She suddenly jumped up onto a tub so that she was taller than him, put both arms round him so that her slim, bare hands bent around his neck and, flinging her hair back with a toss of her head, kissed him full on the lips.

“Ah, what have I done!” she cried, then slipped, laughing, between the tubs to the other side of the plants, and her frisky little footsteps squeaked rapidly in the direction of the nursery. Boris ran after and stopped her.

“Natasha,” he said, “can I tell you something really special?”

She nodded.

“I love you,” he said slowly. “You’re not a child. Natasha, do what I’m going to ask you.”

“What are you going to ask me?”

“Please, let’s not do what we just did for another four years.”

Natasha stopped and thought for a moment.

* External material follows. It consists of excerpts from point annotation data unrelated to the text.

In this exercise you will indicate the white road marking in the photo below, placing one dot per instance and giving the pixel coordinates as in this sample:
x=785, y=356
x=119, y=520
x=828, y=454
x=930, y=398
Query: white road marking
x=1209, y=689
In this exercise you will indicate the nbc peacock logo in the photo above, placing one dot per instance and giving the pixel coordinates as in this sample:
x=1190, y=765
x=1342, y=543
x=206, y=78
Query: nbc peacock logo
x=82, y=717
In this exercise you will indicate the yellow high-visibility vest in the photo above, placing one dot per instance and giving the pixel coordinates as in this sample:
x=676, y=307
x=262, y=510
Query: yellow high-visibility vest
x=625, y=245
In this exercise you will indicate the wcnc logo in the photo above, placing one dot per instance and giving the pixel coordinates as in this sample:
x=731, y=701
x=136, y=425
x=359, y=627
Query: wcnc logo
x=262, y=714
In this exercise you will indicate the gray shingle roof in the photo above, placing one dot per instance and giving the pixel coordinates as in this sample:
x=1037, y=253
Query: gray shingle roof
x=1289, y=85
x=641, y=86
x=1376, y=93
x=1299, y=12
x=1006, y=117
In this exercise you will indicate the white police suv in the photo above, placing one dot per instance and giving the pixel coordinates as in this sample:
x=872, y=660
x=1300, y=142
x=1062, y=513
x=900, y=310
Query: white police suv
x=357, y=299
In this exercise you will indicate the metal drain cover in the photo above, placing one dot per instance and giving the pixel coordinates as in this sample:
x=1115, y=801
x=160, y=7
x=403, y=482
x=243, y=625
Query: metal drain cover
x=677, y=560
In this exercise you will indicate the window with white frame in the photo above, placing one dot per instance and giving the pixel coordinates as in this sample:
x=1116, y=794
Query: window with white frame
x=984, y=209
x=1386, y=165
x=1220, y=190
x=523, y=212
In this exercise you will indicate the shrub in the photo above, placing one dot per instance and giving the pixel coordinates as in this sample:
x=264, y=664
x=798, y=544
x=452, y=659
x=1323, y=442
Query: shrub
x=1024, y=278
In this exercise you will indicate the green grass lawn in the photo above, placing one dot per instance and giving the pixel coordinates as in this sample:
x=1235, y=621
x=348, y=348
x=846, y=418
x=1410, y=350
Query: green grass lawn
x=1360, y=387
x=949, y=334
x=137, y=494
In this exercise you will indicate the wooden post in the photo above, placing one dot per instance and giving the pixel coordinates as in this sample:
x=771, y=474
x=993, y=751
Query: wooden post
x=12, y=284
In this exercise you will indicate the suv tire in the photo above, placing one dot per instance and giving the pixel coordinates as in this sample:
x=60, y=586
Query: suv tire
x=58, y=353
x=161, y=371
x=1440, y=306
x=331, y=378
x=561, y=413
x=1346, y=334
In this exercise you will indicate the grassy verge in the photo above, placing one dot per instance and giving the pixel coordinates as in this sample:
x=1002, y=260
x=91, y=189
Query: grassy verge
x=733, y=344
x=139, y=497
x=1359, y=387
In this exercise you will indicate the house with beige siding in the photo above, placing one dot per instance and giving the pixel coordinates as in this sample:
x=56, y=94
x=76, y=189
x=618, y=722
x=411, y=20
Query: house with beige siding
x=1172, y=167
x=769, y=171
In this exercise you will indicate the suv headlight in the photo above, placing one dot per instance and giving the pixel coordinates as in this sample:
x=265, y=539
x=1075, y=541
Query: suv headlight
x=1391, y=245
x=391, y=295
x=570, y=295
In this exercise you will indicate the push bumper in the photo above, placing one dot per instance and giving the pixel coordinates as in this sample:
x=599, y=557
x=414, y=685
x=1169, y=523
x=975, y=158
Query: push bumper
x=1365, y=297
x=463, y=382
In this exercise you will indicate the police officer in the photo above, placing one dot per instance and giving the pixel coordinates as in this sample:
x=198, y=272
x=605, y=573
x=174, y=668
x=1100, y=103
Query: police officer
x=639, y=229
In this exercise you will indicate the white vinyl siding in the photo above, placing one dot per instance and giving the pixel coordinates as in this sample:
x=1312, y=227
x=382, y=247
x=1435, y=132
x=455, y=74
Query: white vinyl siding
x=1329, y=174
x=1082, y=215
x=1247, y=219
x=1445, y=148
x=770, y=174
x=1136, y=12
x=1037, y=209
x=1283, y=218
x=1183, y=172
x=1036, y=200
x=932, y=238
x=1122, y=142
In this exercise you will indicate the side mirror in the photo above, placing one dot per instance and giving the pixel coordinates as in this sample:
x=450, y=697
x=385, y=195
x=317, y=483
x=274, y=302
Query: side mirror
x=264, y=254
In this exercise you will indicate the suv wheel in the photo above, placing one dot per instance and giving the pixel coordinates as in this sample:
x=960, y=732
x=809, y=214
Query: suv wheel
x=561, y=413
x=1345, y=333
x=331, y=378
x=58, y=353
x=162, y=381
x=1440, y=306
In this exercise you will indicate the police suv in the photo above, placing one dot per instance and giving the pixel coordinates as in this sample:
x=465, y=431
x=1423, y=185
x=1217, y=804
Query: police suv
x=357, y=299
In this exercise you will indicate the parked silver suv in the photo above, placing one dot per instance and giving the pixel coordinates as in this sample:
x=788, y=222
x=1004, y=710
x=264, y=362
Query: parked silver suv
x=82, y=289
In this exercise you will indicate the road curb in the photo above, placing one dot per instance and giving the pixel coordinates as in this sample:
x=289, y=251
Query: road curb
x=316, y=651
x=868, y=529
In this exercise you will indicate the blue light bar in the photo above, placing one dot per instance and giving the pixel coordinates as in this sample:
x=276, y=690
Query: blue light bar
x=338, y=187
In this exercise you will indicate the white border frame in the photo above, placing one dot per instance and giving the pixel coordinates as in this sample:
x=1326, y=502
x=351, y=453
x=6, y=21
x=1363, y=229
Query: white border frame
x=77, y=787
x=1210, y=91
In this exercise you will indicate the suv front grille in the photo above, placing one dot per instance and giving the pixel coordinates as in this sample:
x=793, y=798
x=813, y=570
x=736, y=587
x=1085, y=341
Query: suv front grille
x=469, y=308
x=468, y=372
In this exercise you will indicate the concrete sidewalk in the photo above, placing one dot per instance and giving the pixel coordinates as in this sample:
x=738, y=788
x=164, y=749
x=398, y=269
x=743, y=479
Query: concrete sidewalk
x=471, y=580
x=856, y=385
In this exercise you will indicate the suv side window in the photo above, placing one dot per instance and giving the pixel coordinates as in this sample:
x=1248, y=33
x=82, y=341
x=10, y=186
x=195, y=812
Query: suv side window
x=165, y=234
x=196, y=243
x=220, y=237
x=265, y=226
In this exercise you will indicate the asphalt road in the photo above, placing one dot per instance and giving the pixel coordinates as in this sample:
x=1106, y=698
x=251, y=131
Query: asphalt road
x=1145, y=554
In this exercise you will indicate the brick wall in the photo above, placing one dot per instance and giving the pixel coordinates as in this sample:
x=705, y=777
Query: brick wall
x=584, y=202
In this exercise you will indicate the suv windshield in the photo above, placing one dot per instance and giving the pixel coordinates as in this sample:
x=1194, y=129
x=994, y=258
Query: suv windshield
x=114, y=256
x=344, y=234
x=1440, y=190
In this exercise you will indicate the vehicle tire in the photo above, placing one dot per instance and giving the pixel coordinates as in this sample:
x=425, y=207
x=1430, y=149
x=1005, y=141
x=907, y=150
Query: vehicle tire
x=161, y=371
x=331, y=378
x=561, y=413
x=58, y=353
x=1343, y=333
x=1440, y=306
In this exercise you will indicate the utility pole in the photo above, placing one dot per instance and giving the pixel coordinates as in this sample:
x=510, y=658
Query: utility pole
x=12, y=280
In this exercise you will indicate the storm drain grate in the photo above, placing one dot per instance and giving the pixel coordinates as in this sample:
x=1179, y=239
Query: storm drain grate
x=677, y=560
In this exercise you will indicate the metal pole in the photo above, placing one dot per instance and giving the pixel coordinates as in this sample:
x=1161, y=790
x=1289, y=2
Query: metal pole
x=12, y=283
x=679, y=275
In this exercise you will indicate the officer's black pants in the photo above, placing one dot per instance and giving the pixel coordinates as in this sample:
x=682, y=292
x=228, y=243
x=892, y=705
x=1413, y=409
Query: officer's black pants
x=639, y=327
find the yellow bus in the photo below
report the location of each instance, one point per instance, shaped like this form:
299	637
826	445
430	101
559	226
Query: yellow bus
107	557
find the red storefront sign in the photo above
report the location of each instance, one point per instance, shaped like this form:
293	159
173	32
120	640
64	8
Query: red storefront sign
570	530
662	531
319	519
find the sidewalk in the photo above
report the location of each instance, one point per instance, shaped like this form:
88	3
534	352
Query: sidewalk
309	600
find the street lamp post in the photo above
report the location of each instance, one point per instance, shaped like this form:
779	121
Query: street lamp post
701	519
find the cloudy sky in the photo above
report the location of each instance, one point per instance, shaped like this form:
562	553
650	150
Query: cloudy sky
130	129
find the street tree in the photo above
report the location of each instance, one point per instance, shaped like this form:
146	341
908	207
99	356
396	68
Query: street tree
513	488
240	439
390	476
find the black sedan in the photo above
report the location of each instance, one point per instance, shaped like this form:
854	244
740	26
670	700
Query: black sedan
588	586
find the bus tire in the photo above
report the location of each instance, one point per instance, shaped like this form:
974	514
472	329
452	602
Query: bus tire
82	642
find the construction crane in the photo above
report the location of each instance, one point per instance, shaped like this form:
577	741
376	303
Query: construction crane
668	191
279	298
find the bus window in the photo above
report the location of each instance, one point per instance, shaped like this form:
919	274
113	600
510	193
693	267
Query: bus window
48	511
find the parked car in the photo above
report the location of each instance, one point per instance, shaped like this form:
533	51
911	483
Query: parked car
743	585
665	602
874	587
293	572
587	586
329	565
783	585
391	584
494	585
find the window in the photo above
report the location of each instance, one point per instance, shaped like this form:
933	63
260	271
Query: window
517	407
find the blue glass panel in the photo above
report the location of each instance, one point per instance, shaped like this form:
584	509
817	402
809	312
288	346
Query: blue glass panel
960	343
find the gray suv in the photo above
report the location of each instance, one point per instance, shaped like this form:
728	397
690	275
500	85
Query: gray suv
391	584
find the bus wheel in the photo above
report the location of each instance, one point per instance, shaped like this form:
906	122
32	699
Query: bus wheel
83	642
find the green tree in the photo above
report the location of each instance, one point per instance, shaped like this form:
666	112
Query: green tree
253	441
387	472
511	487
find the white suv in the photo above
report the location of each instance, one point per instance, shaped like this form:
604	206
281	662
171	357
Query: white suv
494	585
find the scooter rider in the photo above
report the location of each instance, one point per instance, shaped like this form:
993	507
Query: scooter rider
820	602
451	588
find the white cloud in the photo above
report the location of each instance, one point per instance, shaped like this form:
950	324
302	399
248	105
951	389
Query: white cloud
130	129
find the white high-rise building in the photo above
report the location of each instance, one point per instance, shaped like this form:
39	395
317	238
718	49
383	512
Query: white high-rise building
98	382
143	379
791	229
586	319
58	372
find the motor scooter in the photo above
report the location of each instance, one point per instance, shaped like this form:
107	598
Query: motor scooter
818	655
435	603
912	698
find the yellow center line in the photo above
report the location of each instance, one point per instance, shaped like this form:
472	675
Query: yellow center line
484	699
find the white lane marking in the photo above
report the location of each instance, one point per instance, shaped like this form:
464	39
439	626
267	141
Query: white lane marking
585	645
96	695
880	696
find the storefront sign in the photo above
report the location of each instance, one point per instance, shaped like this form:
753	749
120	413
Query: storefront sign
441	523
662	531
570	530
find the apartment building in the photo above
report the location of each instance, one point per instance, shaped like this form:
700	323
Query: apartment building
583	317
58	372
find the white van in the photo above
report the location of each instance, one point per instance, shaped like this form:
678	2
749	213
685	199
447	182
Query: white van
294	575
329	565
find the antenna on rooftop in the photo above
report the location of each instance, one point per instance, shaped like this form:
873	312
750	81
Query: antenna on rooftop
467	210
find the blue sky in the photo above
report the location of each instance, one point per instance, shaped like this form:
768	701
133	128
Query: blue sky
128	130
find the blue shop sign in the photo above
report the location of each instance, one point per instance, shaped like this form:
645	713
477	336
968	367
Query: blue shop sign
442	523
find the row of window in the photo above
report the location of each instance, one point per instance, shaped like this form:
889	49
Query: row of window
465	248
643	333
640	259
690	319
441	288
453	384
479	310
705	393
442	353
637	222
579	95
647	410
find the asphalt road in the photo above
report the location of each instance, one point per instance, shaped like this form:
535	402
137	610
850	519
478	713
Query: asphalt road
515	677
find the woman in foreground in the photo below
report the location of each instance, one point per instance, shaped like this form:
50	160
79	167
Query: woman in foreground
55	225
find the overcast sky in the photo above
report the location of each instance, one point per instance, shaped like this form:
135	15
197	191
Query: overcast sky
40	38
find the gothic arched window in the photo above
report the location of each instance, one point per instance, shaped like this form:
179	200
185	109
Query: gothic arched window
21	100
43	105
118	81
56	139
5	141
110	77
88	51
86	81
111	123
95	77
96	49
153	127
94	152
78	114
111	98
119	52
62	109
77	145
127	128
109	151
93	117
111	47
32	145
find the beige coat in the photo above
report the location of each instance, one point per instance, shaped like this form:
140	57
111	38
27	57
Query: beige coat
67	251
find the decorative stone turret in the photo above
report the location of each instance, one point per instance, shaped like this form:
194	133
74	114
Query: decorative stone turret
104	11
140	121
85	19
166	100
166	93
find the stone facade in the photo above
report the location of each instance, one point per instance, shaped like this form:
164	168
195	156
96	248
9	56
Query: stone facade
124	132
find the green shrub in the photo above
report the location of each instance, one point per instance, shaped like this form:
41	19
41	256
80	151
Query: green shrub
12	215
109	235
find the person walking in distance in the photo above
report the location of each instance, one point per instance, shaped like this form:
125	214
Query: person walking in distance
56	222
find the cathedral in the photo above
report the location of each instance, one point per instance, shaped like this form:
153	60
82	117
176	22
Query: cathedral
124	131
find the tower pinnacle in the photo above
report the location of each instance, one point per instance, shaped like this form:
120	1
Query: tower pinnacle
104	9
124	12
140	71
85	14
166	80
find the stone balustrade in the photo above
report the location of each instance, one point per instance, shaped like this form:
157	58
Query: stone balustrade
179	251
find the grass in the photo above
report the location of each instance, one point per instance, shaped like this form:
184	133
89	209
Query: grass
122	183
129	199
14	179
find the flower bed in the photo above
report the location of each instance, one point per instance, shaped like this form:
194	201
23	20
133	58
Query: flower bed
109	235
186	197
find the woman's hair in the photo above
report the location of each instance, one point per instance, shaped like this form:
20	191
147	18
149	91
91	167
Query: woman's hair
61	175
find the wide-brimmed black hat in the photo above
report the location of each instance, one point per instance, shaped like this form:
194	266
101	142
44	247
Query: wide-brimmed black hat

“Thirteen, fourteen, fifteen, sixteen,” she said, counting on her slim little fingers. “All right! Is it settled, then?” And a serious smile of joy illuminated her vivacious though not beautiful face.

“Yes!” said Boris.

“For ever?” the girl said. “Until death itself?”

And, taking him by the arm, she calmly walked with him into the nursery. Boris’s handsome, refined face turned red and the expression of mockery disappeared entirely from his lips. He thrust out his chest and sighed in happiness and contentment. His eyes seemed to be gazing far into the future, four years ahead, to the happy year of 1809. The young people gathered once again in the nursery, where they loved to sit most of all.

“No, you shan’t leave!” shouted Nikolai, who did and said everything passionately and impetuously, grabbing Boris by the sleeve of his uniform jacket with one hand and pulling his arm away from his sister with the other. “You have to get married.”

“You have to! You have to!” both the girls cried.

“I’ll be the sexton, Nikolaenka,” shouted Petrushka. “Please, let me be the sexton: ‘Oh Lord have mercy!’”

Although it might seem incomprehensible how much fun young men and girls could find in the wedding of the doll and Boris, one look at the exultation and joy expressed on all their faces when the doll, adorned with Seville orange blossom and wearing a white dress, was set on its kidskin bottom on a little post and Boris, who was ready to agree to anything, was led up to her, and little Petrusha, having donned a skirt, pretended he was the sexton – one look at all this was enough to share in this joy, even without understanding it.

During the dressing of the bride, for decency’s sake Nikolai and Boris were banished from the room. Nikolai walked to and fro, sighing to himself and shrugging his shoulders.



“What’s the matter?” asked Boris.

Nikolai glanced at his friend and gestured despairingly with his hand.

“Ah, you don’t know what just happened to me!” he said, clutching his head in his hands.

“What?” asked Boris, in a calm, humorous tone.

“Well, I’m going away, and she … No, I can’t say it!”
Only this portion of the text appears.